25 February 2008 17:54 [Source: ICIS news]
NEW DELHI (ICIS news)--India’s Oil and Natural Gas Corporation (ONGC) decided to reconfigure the downstream units of its dual-feed cracker complex at Dahej in Gujarat. it said on Monday.
The company’s board decided to delete dedicated 300,000 tonnes/year high density polyethylene (HDPE) and 140,000 tonnes/year styrene butadiene rubber (SBR) from the project configuration “in view of current market demand-supply dynamics”.
The release did not indicate what it would do with the resulting surplus intermediates for the two downstream products.
The project’s other downstream units are two swing plants with aggregate capacity of 720,000 tonnes/year of HDPE or linear low density PE (LLDPE) and one 340,000 tonne/year polypropylene plant.

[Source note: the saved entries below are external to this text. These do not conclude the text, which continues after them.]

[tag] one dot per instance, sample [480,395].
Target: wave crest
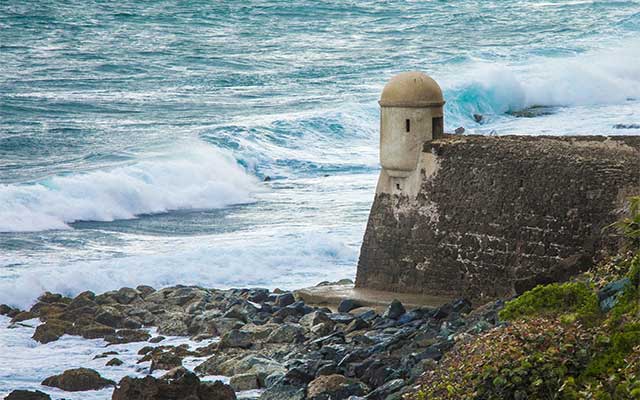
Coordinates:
[197,177]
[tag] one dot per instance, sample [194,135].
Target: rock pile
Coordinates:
[270,341]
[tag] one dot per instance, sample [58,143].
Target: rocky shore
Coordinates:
[270,342]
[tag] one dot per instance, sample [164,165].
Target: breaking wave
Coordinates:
[196,177]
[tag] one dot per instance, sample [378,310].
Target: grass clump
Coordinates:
[574,298]
[558,344]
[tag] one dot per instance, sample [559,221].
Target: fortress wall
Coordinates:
[486,217]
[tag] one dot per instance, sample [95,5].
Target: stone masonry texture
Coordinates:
[501,215]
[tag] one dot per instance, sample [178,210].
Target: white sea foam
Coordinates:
[600,77]
[24,363]
[274,259]
[193,177]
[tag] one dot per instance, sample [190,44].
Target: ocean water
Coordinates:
[135,137]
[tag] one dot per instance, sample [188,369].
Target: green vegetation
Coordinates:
[560,341]
[629,227]
[576,299]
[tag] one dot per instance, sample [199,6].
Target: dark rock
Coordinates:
[432,352]
[127,336]
[23,316]
[335,386]
[174,324]
[78,380]
[368,315]
[356,325]
[461,306]
[443,311]
[84,299]
[285,299]
[51,330]
[145,290]
[626,126]
[383,392]
[126,295]
[156,339]
[106,354]
[131,323]
[27,395]
[166,360]
[347,305]
[8,311]
[332,338]
[395,310]
[244,382]
[114,362]
[110,316]
[236,338]
[297,376]
[342,318]
[177,384]
[282,391]
[410,316]
[258,295]
[315,318]
[287,333]
[96,331]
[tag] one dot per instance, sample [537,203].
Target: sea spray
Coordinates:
[191,177]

The reconfiguration has reduced cost to Indian rupees (Rs) 124.4bn ($3.1bn) from Rs135.4bn on the project, which is slated for completion by February 2012.
ONGC is implemented the project through a joint venture named ONGC Petro-additions Limited (OPaL). The former is investing Rs9.7bn in the equity capital of the latter, accounting for 26% stake.
Gujarat State Petroleum Corporation (GSPC) has 5% in the JV and the balance of 69% is to be offered to strategic investors and financial institutions during the course of project execution.